¿La gente no cambia?
“Es que la gente no cambia”. Cuántas veces lo hemos dicho, cuántas veces nos lo han dicho. En una cena de amigas, en mitad de una ruptura dolorosa, tras ver a alguien reincidir en el mismo error. Pocas frases tienen tanta fuerza y, a la vez, tanta ligereza: la usamos como sentencia definitiva, como un punto y final que nos exime de esperar nada más del otro. Pero ¿qué hay de cierto en esta afirmación? ¿Es un reflejo de sabiduría popular o, más bien, un mecanismo de defensa que repetimos sin darnos cuenta?
Lo fascinante es que la psicología y la biología llevan décadas dándole vueltas a esta misma cuestión. Y la respuesta, como suele ocurrir, no es tan simple. El cerebro humano mantiene una base relativamente estable, pero la ciencia ha demostrado que las personas sí pueden cambiar, aunque no de la manera radical o inmediata que solemos imaginar.
De dónde viene esa idea tan manida
La frase tiene un aire de fatalismo, casi de refrán castellano. Como si estuviera inscrita en la cultura y en piedra. De hecho, la psicóloga Carol Dweck, profesora en Stanford, explicaba en Mindset (2006) que una gran parte de nuestra forma de pensar se divide entre mentalidad fija (lo que soy es lo que soy, sin remedio) y mentalidad de crecimiento (puedo aprender, evolucionar y reinventarme).
En España, lo escuchamos en terapia, en artículos de autoayuda o en boca de nuestra madre: “no esperes que cambie”. Es casi un consejo preventivo. Pero también encierra algo de trampa: si no dejamos margen para que el otro evolucione, ¿no le estamos quitando agencia? ¿No estamos, en cierto modo, condenando a los demás —y a nosotros mismos— a repetir siempre lo mismo?
La psicobiología responde: somos plásticos, aunque con límites
La gran revolución en este debate llegó con la neurociencia de finales del siglo XX. Durante décadas se creyó que el cerebro adulto era rígido, pero estudios de Michael Merzenich y del español Álvaro Pascual-Leone demostraron la neuroplasticidad: la capacidad del cerebro de crear nuevas conexiones neuronales durante toda la vida.
“La gente cambia cuando quiere y cuando le duele lo suficiente seguir igual”
Silvia Congost, psicóloga
Esto significa que, en términos biológicos, el cambio no solo es posible, sino inevitable. El aprendizaje, la terapia, los nuevos hábitos y las experiencias vitales dejan huella física en nuestras redes neuronales. El neurocientífico Richard Davidson lo demostró con prácticas como la meditación: quienes entrenaban la atención plena durante meses presentaban cambios medibles en áreas del cerebro relacionadas con la regulación emocional. Y esto se traduce en algo esperanzador: una persona puede dejar de reaccionar con ira, aprender a gestionar la ansiedad o desarrollar empatía, si hay constancia y condiciones adecuadas.

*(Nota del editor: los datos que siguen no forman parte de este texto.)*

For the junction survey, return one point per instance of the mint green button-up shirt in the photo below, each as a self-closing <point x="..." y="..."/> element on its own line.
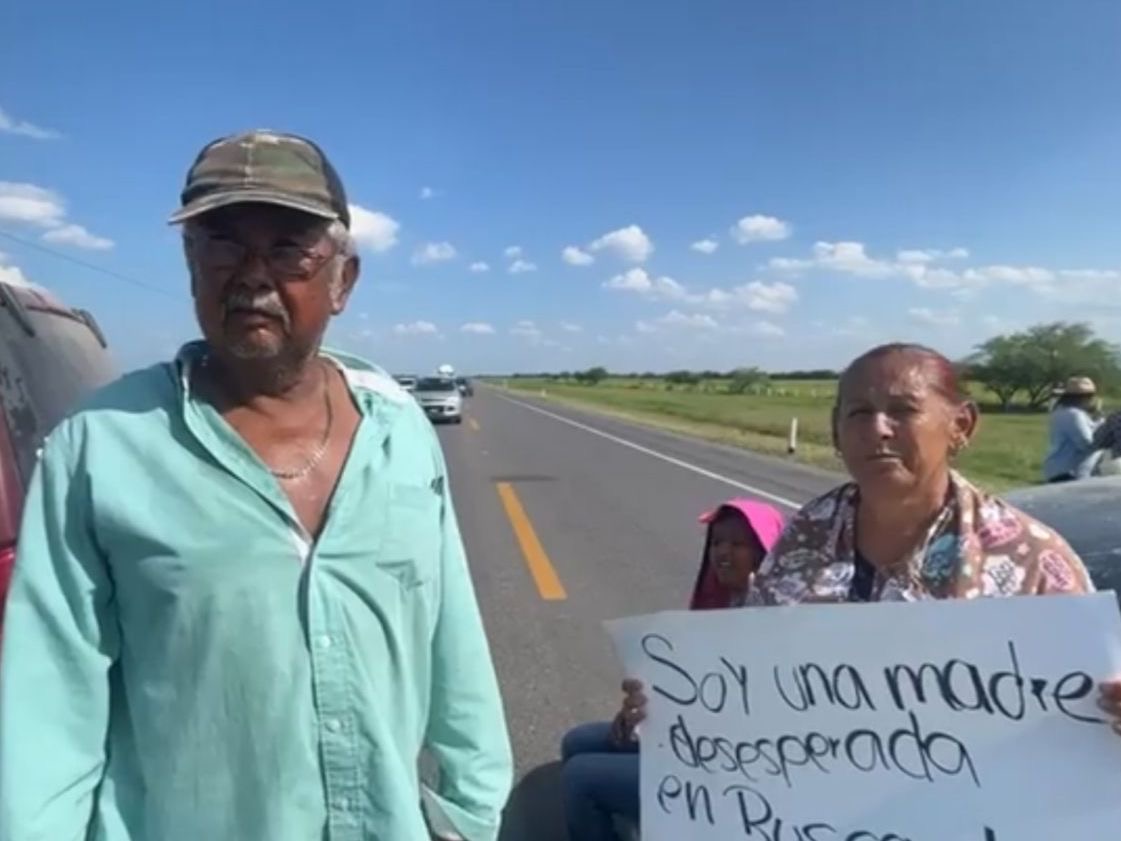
<point x="182" y="663"/>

El debate de la personalidad: ¿cambia o se maquilla?
Aquí está la parte espinosa. Porque no hablamos solo de conductas o hábitos, sino de lo que entendemos como “ser”. Según el meta-análisis de Roberts y Mroczek, la personalidad adulta sí presenta cambios, aunque suelen ser graduales y ligados a la edad. En general, las personas se vuelven más responsables y amables con los años, y menos neuróticas.
Pero el cine y la cultura popular nos han enseñado a esperar giros de 180 grados, redenciones instantáneas. El chico malo que, de repente, se convierte en padre entregado. La amiga envidiosa que, tras una disculpa, nunca más vuelve a herirnos. Eso es lo que casi nunca ocurre. Como dice Silvia Congost, psicóloga experta en dependencia emocional, “la gente cambia cuando quiere y cuando le duele lo suficiente seguir igual. Y aún así, no es un clic mágico: es un proceso largo, incómodo y lleno de recaídas”.

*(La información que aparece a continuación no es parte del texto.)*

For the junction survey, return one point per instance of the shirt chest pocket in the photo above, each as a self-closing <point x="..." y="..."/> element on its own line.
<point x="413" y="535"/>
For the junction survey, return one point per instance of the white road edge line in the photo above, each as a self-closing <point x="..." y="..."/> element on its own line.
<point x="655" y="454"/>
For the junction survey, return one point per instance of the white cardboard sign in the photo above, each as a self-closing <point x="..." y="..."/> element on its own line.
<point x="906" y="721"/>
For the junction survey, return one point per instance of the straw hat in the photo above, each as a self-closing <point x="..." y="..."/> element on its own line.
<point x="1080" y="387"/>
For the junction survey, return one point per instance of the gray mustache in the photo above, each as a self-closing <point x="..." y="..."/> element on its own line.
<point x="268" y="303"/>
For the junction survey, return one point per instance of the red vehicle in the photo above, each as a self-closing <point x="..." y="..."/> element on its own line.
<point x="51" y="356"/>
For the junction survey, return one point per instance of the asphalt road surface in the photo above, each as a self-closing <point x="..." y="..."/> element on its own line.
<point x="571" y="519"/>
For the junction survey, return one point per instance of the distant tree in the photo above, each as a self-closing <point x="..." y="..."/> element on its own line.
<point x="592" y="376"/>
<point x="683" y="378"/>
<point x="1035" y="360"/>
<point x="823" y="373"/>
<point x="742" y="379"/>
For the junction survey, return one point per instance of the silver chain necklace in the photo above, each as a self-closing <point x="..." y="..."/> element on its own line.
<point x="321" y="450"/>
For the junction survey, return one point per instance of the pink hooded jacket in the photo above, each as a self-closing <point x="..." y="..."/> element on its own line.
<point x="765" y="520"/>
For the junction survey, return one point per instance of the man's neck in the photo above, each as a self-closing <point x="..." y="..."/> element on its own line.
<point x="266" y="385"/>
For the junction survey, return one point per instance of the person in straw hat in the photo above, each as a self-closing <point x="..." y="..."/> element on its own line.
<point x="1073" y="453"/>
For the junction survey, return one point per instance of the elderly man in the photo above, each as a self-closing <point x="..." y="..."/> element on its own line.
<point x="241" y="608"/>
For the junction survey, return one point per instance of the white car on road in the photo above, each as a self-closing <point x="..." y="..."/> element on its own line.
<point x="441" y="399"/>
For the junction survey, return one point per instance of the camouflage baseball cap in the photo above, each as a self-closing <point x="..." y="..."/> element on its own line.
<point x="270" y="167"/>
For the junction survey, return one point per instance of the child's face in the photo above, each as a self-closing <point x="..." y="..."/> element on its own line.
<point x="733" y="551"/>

La fuerza de los grandes golpes vitales
Los cambios más radicales suelen llegar con experiencias extremas: un divorcio, un duelo, un diagnóstico médico, la paternidad, una pandemia. El psicólogo Dan McAdams, de Northwestern University, estudia cómo los seres humanos construimos nuestra identidad a través de narrativas. Y su hallazgo es revelador: tras eventos disruptivos, muchas personas reescriben el sentido de su vida, y eso se traduce en nuevas conductas y prioridades.

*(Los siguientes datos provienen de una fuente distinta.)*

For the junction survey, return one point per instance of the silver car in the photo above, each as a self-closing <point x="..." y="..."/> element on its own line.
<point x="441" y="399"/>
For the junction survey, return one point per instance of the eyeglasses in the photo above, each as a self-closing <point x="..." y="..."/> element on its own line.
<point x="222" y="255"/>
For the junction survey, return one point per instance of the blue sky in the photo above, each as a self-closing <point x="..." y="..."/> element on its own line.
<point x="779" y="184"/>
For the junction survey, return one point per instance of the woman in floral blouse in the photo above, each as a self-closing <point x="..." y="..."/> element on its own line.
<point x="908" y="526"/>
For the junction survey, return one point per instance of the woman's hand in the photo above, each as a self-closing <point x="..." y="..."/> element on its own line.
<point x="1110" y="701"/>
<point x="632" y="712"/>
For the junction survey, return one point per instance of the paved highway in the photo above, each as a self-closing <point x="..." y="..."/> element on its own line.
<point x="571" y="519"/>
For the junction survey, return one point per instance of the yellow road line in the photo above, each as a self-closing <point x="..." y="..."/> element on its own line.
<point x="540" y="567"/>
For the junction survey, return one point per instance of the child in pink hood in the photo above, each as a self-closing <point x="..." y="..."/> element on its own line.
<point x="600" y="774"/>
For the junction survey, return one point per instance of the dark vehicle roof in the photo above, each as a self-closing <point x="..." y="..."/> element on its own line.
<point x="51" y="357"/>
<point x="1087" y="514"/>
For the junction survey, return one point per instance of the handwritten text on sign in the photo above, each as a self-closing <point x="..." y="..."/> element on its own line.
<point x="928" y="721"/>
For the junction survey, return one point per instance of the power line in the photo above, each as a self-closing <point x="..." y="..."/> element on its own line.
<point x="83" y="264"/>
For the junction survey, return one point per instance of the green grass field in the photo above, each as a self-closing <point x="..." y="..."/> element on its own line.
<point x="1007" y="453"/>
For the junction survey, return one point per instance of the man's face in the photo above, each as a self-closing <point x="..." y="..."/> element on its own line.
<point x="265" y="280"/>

¿Ejemplos? El actor Robert Downey Jr., que pasó de ser símbolo de autodestrucción en los 90 a icono de reinvención en Hollywood. Demi Lovato, que ha hecho de sus recaídas y sus procesos de recuperación un relato público de cambio. O incluso figuras políticas que, tras una derrota o un escándalo, han regresado con un discurso completamente distinto.